Me parece de una sonoridad curiosísima, con su eñe tan bonita y que además me
hace pensar en cosas de la infancia, me suena a juego y alegría, a música y a pueblo. Curiosamente
nada más lejos de la realidad; en su definición está la otra parte de su
grandeza, o de su miseria: el retrato del espíritu humano, o de una parte al
menos, dispuesto a pagar lágrimas para aparentar la cantidad suficiente de
pena. Póngame tres cuartos de desolación y un poco de lástima.
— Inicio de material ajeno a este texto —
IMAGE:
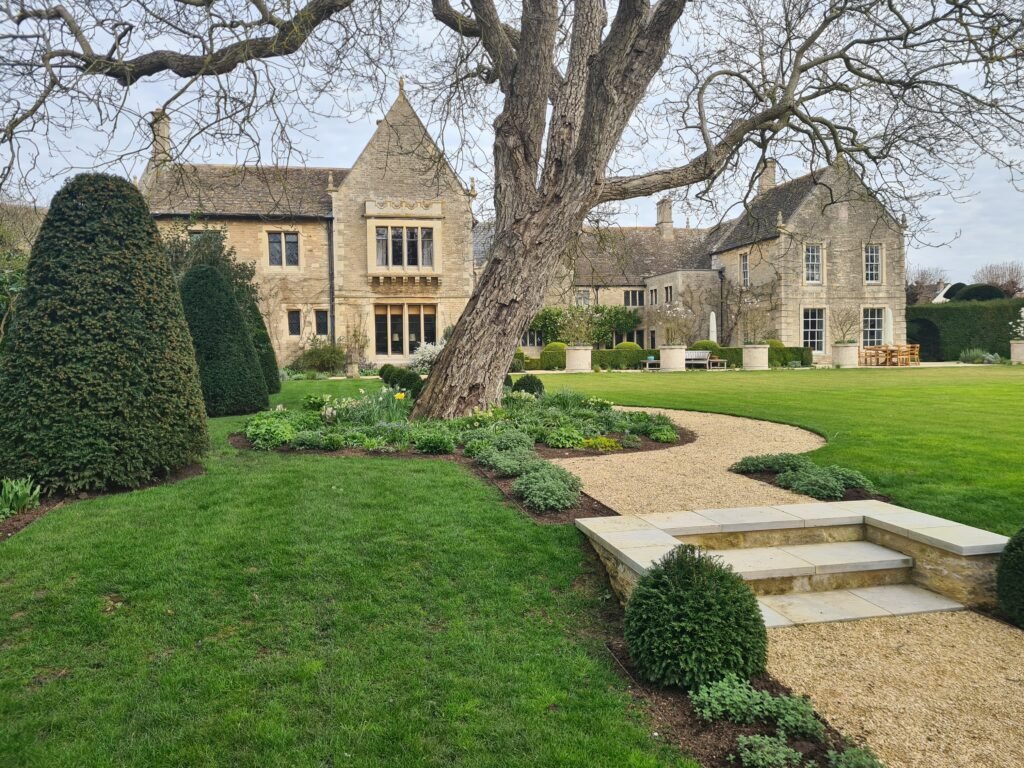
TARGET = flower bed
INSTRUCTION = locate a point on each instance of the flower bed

Nuestra
capacidad de mercantilizar la realidad es infinita.
Llego
a esta palabra a través de Mendigos y orgullosos, el libro de Albert Cossery (entrevista poco antes de su muerte),
personaje que abandonó este mundo hace unos pocos años y cuya vida está a punto
de ser editada en la obra Tras Albert Cossery, del escritor aragonés José Luis
Galar gracias al método de micromecenazgo.
Albert
Cossery creo que hubiera sido muy buen amigo de Henry David Thoreau. Imagino
que los dos hubieran vivido en la cabaña del lago Walden maldiciendo el rumbo
de la sociedad y a la vez partiéndose de risa por su estupidez. Igualmente,
Thoreau hubiera sido un gran compañero de habitación de Cossery en París, en una habitación del hotel La Louisiane. Seguro
que Cossery hubiera accedido a la petición de Thoreau de quitar las cortinas e
incluso la mesa del cuarto para evitar tener que limpiarlas. En todo caso, quizá
Thoreau no se hubiera acostumbrado al bullicio parisino de la época y hubiera
pedido a su compañero de piso emigrar a los Alpes o, más cerca, a cualquier
paraje tranquilo y alejado de Ardenas, Borgoña o Alta Normandía, donde montar
su casa, cultivar sus verduras, leer y vivir tranquilos.
Las vidas que se alejan de lo
convencional y persiguen ideales hasta las últimas consecuencias señalan con
precisión minuciosa nuestro acomodamiento e inacción.